(1.) Against the award in O.P.(MV) No. 211 of 1990 passed by the Motor Accidents Claims Tribunal, Ernakulam, the claimant filed M.F.A. No. 143 of 1396 claiming enhanced compensation. M.F.A. No. 356 of 1956 was filed by the sixth respondent insurance company on the contention that after holding that there was composite negligence, the Tribunal failed to apportion negligence and amount of compensation. The total amount of compensation awarded by the Tribunal was only Rs.1,27,435/-, out of which the third respondent who insured the autorickshaw involved in the accident was directed to pay Rs.50,000/- (limited in the policy) and the sixth respondent insurance company was directed to satisfy the balance amount. Before going into the contentions, we may go through the facts of the case.
(2.) On 8th August 1989 at about 8.10 p.m. while the claimant was walking along the Chittoor Road, Ernakulam, an autorickshaw, bearing Registration No.KCE 5428 came at high speed from north to south and dashed against the motor cycle bearing Registration No.KRE 957. The motor cycle in turn knocked down the claimant and he sustained several injuries. The claimant was an M.B.B.S. Doctor employed in Government service. At the time of accident ha was 50 years old and was getting a monthly salary of Rs.3,945/=. The Tribunal calculated a total compensation of Rs.1,27 , 435. -, but for disability and loss of earning capacity, only Rs. 20,000/- was awarded. That is the main grievance of the claimant. According to the Tribunal, the claimant was a Government Doctor, even after the accident he continued the employment, he has to retire only at the age of 55 and there is no data how much amount he will receive after his retirement from private practice. Therefore, Tribunal granted Rs. 20,000/- as lumpsum compensation for loss of future earnings. That part only is disputed herein by the claimant. Immediately after the accident he was taken to the City Hospital. He was unconscious for about two weeks. He was an inpatient for 45 days in the City Hospital. The scan report showed fracture on the left temporal bone and injury to brain. A piece of bone was removed from his left middle ear by an operation. According to the claimant, he lost his sense of smell and sense of hearing of left ear. His sense of taste was also affected and he was suffering from loss of memory and irritability. However, there was no certificate showing the percentage of disability. Therefore, we directed the claimant to be examined by a Medical Board constituted by the Medical College Hospital.
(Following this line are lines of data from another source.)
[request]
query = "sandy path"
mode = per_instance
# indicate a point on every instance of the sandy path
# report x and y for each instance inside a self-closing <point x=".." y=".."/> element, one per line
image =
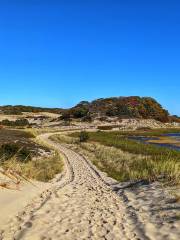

Thrissur. The Medical Board certified disability at 40%. The Medical Board's certificate reads as follows:
(3.) Now we will consider the appeal filed by the insurance company. The Tribunal found that drivers of both the vehicles were negligent. The claimant was a pedestrian, a third party. Because of the composite negligence, the accident occurred. it was held by a Division Bench of this Court in National Insurance Co. Ltd. v. Sivasankara Pillay ( 1995 (1) KLT 51 ) that the Tribunal is required to make apportionment of compensation awarded as against each of the owners of the vehicles in proportion to the negligence of the respective drivers. The same view was taken in the decision in National Insurance Co. Ltd. v. Yohannan ( 1997 (2) KLT 771 ). In Khushro v. N.A.Guzder ( AIR 1970 SC 1488 ) the Supreme Court held that in the case of joint tort-feasors, in order to release all the joint tort-feasors the plaintiff must receive full satisfaction. or which the law must consider as such from a tort-feasor. before other joint tort-feasors can rely on accord and satisfaction as that rule is in consonance with equity, justice and good conscience and liability of the tort-feasors is joint and several.